Les négociations actuellement en cours, tant sur la révision du régime linguistique du Conseil que sur la modification du statut des fonctionnaires européens devront permettre d'aboutir à la définition de critères objectifs et transparents.

Alors que l'avenir du français dans le monde se joue désormais en Europe, la démonstration politique doit être apportée que le pluralisme linguistique n'est pas un handicap mais un formidable atout, pour peu qu'il soit maîtrisé.

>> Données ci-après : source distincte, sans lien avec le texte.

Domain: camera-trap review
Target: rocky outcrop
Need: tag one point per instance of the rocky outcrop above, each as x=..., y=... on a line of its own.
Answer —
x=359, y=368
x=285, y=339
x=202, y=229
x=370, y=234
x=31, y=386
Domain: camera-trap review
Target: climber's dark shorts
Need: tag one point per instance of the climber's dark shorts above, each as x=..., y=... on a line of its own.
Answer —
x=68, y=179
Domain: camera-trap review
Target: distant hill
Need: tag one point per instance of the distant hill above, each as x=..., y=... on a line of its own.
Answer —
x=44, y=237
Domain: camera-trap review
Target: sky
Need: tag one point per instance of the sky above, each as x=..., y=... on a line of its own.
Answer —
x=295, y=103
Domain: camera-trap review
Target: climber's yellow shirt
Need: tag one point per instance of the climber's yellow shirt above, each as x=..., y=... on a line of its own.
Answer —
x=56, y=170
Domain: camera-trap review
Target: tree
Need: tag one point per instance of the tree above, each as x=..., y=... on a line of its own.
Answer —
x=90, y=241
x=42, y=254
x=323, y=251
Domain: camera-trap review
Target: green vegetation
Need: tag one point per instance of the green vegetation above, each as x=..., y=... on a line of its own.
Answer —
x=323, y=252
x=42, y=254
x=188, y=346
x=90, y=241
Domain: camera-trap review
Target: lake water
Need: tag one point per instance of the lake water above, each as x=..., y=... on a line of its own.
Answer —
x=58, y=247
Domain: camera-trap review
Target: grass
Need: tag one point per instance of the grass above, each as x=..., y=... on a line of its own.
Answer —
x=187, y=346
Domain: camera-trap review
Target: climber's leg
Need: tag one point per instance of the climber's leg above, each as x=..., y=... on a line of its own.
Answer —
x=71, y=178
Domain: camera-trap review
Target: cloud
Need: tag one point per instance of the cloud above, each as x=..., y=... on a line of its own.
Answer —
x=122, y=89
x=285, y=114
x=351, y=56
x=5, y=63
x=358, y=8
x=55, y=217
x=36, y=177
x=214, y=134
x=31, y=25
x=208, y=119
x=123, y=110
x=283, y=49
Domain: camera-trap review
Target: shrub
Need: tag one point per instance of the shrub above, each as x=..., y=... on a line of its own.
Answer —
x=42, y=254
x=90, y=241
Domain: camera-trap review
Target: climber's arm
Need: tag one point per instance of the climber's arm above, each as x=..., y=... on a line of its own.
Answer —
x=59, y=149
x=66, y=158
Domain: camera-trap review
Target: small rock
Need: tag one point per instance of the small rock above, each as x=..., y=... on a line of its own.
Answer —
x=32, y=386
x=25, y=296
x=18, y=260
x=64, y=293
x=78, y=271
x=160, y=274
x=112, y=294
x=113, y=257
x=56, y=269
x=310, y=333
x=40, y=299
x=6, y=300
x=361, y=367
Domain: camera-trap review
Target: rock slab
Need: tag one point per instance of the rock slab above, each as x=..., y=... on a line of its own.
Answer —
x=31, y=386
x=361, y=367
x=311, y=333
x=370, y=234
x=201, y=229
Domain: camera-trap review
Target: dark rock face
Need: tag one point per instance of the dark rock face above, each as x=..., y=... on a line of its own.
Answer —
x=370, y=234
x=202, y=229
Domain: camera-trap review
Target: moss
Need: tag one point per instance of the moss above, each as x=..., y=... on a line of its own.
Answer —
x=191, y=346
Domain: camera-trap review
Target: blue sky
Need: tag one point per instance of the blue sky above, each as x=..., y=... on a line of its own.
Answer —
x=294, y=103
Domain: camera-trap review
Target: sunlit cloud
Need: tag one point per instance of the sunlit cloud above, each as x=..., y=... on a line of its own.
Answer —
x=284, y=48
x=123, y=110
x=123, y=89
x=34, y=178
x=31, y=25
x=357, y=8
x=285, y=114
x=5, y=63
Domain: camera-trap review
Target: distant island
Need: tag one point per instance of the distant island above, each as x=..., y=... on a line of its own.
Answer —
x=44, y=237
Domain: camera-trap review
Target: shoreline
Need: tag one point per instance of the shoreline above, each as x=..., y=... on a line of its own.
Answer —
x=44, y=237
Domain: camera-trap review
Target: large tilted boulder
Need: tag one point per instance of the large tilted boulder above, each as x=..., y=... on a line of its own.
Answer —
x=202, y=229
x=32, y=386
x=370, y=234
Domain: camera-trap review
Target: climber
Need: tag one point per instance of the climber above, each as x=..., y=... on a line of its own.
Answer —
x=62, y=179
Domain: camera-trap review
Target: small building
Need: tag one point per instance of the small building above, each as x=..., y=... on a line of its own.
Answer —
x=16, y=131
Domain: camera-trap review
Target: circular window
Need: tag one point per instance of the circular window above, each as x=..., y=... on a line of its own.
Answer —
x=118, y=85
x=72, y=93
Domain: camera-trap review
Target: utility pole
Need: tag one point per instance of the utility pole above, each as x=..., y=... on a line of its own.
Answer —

C'est pourquoi il est urgent d'engager les réformes appropriées afin d'assurer le bon fonctionnement des institutions tout en garantissant le respect d'une tradition plurilingue qui peut aussi permettre à l'Union de s'exprimer d'une autre voix dans le monde.

PROPOSITION DE RESOLUTION

Article unique

L'Assemblée nationale,

Vu l'article 88-4 de la Constitution,

Vu l'avant-projet de budget (APB) général des Communautés européennes pour l'exercice 2004 (E 2275 Annexe 1),

Vu la proposition de règlement du Conseil modifiant le statut des fonctionnaires des Communautés européennes ainsi que le régime applicable aux autres agents de ces Communautés (COM [2002] 213 final / E 2024],

Vu la proposition de décision du Parlement européen et du Conseil arrêtant un programme pluriannuel (2004-2006) pour l'intégration efficace des technologies de l'information et de la communication (TIC) dans les systèmes d'éducation et de formation en Europe (Programme eLearning) (COM [2002] 751 final / E 2182),

1. Affirme son attachement à la diversité linguistique et culturelle, que consacre l'élargissement à dix nouveaux pays :

I. En ce qui concerne la réforme du régime linguistique des institutions de l'Union européenne :

2. Considère que le régime d'interprétation intégrale doit être maintenu au Conseil européen et lors des réunions ministérielles du Conseil de l'Union, tout représentant du peuple ayant le droit de s'exprimer, en toutes circonstances, dans sa langue maternelle ;

3. Estime qu'il est vivement souhaitable de pérenniser les régimes linguistiques PESC (anglais/français) et COREPER (anglais/français/
allemand) sur lesquels il existe un consensus fondé sur une pratique ancienne qui n'est pas contestée ;

4. S'oppose à toute extension du nombre des réunions sans interprétation qui favoriserait l'utilisation d'une seule langue, ce qui serait contraire au principe du plurilinguisme européen ;

5. Recommande que la recherche d'un compromis sur le régime linguistique des réunions des groupes de travail du Conseil, autres que COREPER et PESC, se fonde sur les principes de pluralisme linguistique, de souplesse de gestion et de répartition équitable de la charge financière et estime que l'instauration d'un régime de marché ne pourrait être soutenue qu'à ces conditions ;

6. Estime que le régime asymétrique, qui permet à chacun de s'exprimer dans sa langue maternelle tout en n'obtenant l'interprétation des débats que dans un nombre limité de langues de travail, devrait faire l'objet d'une expérimentation puis d'une évaluation qui permettrait d'envisager, sous réserve d'un consensus, la généralisation de ce régime ;

7. Suggère une harmonisation des régimes linguistiques des agences de l'Union européenne et des organismes communautaires, fondée sur un nombre limité de langues de travail.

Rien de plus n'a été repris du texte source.